Nunca me incomodei com a escuridão. Para falar a verdade, sempre que acaba a luz eu voltava à reflexão sobre a perda do convívio devido ao conforto que a eletricidade nos trazia.
Naquela noite de sábado, todos estavam em casa. Final de ano, férias escolares, folga no trabalho. Resultado: três gerações reunidas, de uma família tipicamente grade – grande não gigante.
Se não me engano, como em um evento cotidiano, a luz acabou. As crianças davam seus gritinhos curtos e agudos, enquanto alguns adultos davam um muxoxo ou soltavam palavrões por terem suas atividades encerradas abruptamente.
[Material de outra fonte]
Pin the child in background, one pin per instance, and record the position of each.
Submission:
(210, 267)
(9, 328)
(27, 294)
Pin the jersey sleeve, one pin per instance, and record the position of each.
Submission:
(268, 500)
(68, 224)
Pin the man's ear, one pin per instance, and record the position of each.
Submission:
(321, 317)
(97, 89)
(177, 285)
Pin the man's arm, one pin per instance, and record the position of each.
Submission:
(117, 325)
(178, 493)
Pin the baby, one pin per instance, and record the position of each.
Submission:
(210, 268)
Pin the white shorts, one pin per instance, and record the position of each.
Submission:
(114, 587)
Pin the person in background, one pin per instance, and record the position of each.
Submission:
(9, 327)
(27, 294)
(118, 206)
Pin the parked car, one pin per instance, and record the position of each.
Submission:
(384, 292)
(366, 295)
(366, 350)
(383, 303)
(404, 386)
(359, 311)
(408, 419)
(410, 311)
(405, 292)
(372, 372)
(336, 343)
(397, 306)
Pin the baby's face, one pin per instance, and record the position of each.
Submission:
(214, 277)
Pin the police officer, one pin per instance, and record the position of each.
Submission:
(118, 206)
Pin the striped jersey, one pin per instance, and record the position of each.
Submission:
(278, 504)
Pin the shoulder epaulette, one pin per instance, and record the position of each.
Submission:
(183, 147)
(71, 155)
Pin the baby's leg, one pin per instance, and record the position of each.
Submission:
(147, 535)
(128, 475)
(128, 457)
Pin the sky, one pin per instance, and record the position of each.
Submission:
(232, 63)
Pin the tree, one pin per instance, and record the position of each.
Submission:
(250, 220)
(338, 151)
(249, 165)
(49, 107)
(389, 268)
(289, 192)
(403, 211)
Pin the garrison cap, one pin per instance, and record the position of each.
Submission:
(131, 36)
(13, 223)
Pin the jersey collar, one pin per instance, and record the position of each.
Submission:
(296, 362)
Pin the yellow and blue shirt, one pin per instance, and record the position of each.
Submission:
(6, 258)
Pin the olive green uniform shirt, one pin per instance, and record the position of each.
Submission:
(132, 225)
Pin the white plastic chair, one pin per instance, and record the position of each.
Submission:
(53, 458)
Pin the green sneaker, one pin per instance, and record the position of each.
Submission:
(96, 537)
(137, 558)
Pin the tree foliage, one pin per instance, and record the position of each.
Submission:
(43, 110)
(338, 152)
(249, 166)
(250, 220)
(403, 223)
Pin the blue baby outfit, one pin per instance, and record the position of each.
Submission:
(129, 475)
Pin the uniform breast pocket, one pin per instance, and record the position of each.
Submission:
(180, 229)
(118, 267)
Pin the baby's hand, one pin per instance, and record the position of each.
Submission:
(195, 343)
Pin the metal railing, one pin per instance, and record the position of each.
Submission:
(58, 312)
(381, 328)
Eu estava no terraço lendo. Aproveitando a fresca brisa monótona que dezembro dá aos que vivem numa fornalha como eu. Depois de duas horas, violões, gaitas e panderolas foram sacadas e assim, em meio a velas e a luz da Lua, todos cantavam, bebiam e contavam histórias engraçadas que envolviam os outros parentes. Estava entretido demais na leitura e ainda podia ouvir toda a bagunça descontraída que acontecia nos fundos da casa.
Alguns disseram que foi sorte, mas foi no detalhe de um pequeno silêncio que pude notar. De longe, eu podia ver. Caminhavam vagarosamente, preenchendo parte da rua. Uma legião silenciosa, despretensiosa como a maré que avança sobre casas e calçadas. Logo, o inferno começou, lembrando o abraço mortal de uma jibóia.
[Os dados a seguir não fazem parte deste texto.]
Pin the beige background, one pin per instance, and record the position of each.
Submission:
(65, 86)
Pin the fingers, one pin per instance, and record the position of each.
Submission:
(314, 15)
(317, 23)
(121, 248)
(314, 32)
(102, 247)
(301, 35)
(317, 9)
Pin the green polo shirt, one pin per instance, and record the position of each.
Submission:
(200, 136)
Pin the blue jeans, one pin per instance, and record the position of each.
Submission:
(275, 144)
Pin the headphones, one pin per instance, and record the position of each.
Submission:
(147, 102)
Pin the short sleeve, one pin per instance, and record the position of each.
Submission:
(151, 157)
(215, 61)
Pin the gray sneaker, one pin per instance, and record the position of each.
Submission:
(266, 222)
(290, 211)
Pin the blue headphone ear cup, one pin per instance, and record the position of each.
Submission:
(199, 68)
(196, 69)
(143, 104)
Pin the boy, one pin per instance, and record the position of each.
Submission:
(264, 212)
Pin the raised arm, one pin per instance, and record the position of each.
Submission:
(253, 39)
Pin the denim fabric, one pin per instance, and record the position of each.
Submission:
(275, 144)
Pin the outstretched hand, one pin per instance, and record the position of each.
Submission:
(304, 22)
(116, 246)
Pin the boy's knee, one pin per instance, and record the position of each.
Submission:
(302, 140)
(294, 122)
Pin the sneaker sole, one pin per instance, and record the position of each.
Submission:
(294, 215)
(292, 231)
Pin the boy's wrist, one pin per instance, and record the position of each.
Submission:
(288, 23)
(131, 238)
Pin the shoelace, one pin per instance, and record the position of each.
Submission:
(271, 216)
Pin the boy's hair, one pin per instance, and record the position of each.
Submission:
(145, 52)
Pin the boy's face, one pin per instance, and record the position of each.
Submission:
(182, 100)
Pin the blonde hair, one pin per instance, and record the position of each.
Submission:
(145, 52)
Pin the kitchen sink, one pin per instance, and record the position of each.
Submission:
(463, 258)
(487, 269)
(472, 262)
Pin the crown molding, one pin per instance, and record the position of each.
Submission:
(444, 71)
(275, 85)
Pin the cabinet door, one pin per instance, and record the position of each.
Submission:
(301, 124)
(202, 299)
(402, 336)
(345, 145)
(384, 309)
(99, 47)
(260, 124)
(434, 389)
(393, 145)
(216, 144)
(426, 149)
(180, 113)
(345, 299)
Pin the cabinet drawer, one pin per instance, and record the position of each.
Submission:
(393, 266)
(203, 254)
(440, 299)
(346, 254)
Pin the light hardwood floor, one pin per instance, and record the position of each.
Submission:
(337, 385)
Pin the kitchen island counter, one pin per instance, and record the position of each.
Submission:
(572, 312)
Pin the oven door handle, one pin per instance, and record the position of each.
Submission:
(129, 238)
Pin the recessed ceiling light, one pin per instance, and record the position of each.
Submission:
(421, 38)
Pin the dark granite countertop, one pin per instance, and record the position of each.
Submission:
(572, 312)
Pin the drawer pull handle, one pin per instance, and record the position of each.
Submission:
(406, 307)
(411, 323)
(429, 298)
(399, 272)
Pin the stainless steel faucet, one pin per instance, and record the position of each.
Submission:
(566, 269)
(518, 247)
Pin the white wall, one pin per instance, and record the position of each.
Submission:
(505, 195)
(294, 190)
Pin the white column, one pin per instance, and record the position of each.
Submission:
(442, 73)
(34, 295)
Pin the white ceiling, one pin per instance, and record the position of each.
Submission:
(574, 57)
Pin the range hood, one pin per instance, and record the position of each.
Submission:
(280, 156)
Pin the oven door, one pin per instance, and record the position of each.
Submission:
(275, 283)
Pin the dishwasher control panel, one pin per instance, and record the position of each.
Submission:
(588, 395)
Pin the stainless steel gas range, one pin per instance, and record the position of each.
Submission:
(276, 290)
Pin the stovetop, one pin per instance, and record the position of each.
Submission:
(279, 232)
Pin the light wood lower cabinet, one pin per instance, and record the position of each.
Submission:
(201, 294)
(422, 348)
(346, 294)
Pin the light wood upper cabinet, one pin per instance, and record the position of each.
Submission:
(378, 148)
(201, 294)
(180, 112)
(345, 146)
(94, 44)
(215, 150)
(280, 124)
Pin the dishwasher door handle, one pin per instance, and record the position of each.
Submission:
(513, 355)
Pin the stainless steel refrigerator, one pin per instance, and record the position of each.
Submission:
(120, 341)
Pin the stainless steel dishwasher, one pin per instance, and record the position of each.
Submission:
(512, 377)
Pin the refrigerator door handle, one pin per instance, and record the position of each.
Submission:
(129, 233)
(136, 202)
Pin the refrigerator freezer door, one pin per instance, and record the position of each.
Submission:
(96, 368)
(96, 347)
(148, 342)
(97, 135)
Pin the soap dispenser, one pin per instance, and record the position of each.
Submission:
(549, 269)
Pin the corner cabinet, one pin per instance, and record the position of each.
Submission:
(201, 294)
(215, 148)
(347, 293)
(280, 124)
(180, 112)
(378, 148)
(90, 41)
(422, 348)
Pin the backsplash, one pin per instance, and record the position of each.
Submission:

O grito de dor dos que eram atacados pelas mãos frias, de pegada firme e as mordidas titânicas determinadas, só eram superados pelo dos parentes desesperados frente ao choque do ataque inesperado e ao pulsar do sangue. Em instantes, as casas que estavam com portões abertos começam a ser invadidas. Móveis e talheres caindo, copos, janelas se quebrando e mais gritos, o horror começava a mostrar sua face para mim.
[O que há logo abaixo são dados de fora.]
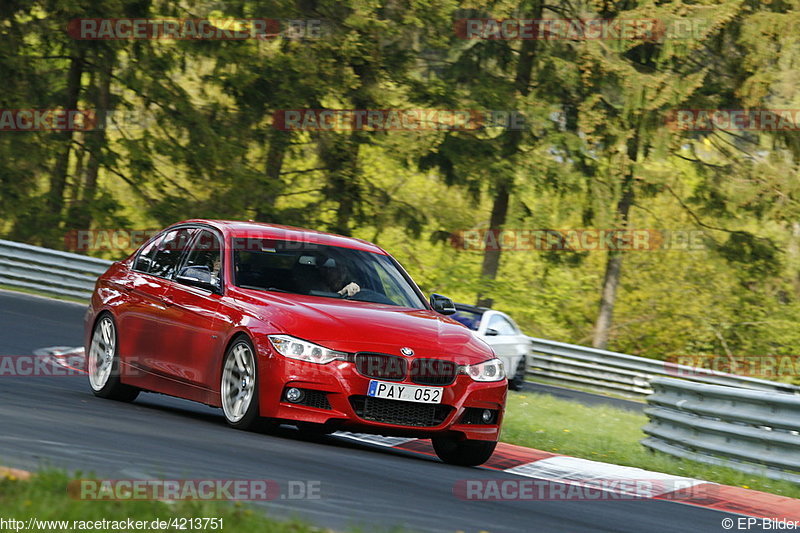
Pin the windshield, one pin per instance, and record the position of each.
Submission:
(321, 270)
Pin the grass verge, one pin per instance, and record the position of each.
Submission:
(610, 435)
(44, 498)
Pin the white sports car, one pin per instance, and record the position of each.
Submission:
(500, 332)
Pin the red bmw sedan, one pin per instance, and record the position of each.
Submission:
(284, 325)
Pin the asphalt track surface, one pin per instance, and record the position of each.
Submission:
(56, 422)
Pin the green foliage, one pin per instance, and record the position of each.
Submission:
(199, 142)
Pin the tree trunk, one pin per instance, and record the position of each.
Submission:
(266, 196)
(608, 294)
(81, 218)
(59, 176)
(504, 188)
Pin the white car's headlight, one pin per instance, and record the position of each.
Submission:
(491, 370)
(293, 348)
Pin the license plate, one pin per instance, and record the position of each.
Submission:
(407, 393)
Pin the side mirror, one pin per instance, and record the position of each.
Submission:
(198, 276)
(442, 304)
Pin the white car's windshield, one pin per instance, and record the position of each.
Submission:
(321, 270)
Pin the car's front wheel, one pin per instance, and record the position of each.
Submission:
(463, 452)
(102, 363)
(238, 388)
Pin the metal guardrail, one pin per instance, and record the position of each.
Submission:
(751, 431)
(49, 271)
(575, 365)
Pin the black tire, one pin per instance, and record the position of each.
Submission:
(463, 452)
(249, 420)
(103, 350)
(516, 382)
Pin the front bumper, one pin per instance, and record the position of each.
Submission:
(344, 388)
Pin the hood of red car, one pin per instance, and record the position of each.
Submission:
(354, 326)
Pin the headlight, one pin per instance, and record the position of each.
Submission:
(302, 350)
(491, 370)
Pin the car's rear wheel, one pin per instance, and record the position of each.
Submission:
(102, 363)
(463, 452)
(516, 382)
(238, 389)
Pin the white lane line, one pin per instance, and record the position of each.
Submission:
(378, 440)
(612, 478)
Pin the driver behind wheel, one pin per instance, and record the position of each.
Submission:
(338, 278)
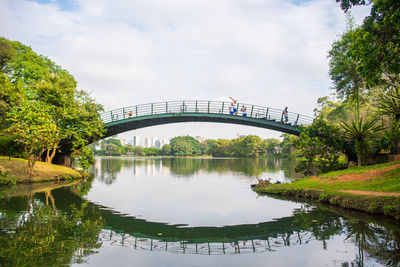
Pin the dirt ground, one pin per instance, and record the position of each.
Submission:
(371, 193)
(365, 175)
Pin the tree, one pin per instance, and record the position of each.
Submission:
(184, 146)
(360, 132)
(35, 129)
(166, 150)
(248, 146)
(86, 158)
(152, 151)
(270, 144)
(376, 50)
(138, 151)
(318, 148)
(181, 148)
(27, 76)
Demorei um pouco para notar que as vozes e cantoria haviam cessado. Tive a impressão de que o ar começava a pesar devido a eminência de uma ameaça que logo estaria no nosso quintal.
Dois tios meus se encaminhavam até o portão quando de um salto larguei tudo para contê-los.

- Não! Estão invadindo as casas! – disse em tom de urgência, mas sem elevar a voz.
- Quem meu filho? Está tendo briga na rua isso sim! – falou meu tio mais velho, mostrando-se preocupado com o bem estar dos vizinhos de longa data.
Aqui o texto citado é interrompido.